Javier Santiso, Un pas de deux
L’auto-narratrice du livre (elle est aussi son héroïne) n’est pas n’importe qui : il s’agit de Jo l’épouse du Hopper.
Celui-ci la relégua au rang de marionnette et de femme à tout faire au service de son maître jusqu’à sacrifier pour lui sa propre oeuvre : « Parfois, je rêve, je me vois donnant des coups de pinceau, le sang me monte aux yeux, je reprends du poil de la bête. (…) Je suis alors aux anges, au milieu des tubes, je patauge au milieu des flaques de couleurs, et l’homme qui est à côté sans y être ne devient plus qu’un lointain souvenir, un feu follet, un crissement sur le grain de la toile. »

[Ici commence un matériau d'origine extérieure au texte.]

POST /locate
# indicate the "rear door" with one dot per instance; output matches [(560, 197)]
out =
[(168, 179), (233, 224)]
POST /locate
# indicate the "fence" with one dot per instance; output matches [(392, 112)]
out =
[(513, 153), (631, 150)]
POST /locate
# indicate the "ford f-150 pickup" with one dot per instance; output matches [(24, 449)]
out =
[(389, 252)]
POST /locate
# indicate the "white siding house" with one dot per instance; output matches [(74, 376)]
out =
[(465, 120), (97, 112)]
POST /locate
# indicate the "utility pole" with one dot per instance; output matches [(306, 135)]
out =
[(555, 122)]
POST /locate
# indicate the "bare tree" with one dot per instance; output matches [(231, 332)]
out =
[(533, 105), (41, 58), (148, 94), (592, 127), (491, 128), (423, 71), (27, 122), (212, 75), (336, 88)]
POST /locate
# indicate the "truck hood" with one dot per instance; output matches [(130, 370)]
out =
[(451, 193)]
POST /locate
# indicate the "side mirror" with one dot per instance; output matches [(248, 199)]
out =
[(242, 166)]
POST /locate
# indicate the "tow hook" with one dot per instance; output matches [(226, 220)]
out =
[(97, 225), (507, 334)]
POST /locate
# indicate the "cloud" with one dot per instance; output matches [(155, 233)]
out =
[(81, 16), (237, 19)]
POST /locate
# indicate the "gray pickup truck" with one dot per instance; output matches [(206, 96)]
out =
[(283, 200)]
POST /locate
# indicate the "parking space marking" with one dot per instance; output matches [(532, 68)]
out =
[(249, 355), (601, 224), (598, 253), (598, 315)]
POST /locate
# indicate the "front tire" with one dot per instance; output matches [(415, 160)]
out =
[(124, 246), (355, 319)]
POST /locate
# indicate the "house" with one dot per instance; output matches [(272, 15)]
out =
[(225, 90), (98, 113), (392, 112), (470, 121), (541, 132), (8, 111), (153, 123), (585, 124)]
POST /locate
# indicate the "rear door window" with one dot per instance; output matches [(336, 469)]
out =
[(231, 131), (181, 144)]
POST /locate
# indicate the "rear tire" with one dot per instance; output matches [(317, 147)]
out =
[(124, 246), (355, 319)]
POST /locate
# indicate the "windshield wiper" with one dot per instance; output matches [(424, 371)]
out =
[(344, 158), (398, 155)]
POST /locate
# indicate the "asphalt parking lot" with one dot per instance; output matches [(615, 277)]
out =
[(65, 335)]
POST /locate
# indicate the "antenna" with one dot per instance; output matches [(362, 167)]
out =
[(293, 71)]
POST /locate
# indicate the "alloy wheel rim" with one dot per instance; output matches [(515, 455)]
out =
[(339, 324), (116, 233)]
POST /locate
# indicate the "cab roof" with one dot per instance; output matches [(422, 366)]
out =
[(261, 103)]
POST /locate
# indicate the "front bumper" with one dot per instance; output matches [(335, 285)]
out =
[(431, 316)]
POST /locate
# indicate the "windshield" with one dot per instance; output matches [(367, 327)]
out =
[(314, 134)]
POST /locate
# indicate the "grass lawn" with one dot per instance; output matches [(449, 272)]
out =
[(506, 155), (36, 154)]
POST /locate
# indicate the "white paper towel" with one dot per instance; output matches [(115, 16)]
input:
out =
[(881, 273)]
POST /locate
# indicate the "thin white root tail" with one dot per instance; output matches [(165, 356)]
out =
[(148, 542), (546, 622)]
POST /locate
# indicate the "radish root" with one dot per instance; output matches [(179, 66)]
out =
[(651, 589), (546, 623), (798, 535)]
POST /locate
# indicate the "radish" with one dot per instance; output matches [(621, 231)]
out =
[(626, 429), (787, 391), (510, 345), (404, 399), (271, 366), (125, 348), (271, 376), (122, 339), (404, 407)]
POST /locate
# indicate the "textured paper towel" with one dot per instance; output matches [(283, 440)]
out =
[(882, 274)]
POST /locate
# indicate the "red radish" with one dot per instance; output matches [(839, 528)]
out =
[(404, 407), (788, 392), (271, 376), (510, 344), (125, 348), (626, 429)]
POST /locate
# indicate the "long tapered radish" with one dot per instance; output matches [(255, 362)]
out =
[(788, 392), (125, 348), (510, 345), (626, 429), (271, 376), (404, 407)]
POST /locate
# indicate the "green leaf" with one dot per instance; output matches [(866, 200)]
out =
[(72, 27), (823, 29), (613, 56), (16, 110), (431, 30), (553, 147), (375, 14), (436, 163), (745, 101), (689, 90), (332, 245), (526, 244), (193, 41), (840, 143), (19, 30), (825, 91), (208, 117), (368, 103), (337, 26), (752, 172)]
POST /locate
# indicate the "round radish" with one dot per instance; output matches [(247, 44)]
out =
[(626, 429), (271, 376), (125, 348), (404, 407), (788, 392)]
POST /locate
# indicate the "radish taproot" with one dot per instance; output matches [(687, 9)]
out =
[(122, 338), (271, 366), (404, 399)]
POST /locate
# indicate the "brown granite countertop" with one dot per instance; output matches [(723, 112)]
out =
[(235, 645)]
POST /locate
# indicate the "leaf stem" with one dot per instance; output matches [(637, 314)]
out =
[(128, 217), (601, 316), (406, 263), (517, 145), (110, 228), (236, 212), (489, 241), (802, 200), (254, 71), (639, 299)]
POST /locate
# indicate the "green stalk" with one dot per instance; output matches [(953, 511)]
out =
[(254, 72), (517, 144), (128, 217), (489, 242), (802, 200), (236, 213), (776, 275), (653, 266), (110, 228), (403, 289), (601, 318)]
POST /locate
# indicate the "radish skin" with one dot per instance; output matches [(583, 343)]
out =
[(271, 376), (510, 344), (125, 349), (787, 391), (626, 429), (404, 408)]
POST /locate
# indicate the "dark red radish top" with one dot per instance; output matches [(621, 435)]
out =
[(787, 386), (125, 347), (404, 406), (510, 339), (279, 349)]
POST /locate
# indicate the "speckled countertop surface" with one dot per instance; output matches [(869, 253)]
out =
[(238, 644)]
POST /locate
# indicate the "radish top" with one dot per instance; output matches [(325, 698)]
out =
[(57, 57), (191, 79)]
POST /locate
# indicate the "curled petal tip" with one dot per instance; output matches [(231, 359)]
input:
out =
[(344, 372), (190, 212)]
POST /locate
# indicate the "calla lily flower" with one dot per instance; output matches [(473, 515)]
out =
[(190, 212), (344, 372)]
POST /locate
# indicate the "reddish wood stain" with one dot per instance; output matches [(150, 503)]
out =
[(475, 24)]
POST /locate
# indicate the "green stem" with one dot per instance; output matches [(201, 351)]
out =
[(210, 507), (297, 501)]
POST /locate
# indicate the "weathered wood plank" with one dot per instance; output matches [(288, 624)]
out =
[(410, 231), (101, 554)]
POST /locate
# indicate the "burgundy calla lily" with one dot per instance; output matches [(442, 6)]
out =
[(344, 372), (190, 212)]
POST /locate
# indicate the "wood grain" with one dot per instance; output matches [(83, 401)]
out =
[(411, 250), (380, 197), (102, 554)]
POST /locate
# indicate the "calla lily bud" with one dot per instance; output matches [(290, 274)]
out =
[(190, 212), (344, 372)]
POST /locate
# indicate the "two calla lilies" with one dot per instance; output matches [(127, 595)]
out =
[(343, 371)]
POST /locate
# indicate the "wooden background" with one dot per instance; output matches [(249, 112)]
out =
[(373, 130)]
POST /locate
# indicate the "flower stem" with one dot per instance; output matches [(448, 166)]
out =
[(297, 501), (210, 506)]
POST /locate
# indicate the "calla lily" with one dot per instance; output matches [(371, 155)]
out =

Javier Santiso donne ainsi la parole à celle pour qui il ne resta qu’une résignation et un sacrifice consentis. Sous l’égide de l’auteur, Jo dit tout de ce qui lui a coûté « tant d’efforts, de foirades et de trouvailles ». Elle ose dire les colères, les humeurs froides voire « arctiques » de son mari.
Elle ne put peindre qu’en cachette pour grapiller quelques instants de répit. Ils lui permirent de continuer de créer tant que faire se pouvait afin de respirer un peu.
L’ensemble de ce constat trouve une force puissante et qui semble juste tant l’auteur a su créer une transsubstantiation entre lui et son « modèle ».
jean-paul gavard-perret
Javier Santiso, Un pas de deux, Gallimard, collection Blanche, Paris, mars 2023, 238 p. – 20,00 €.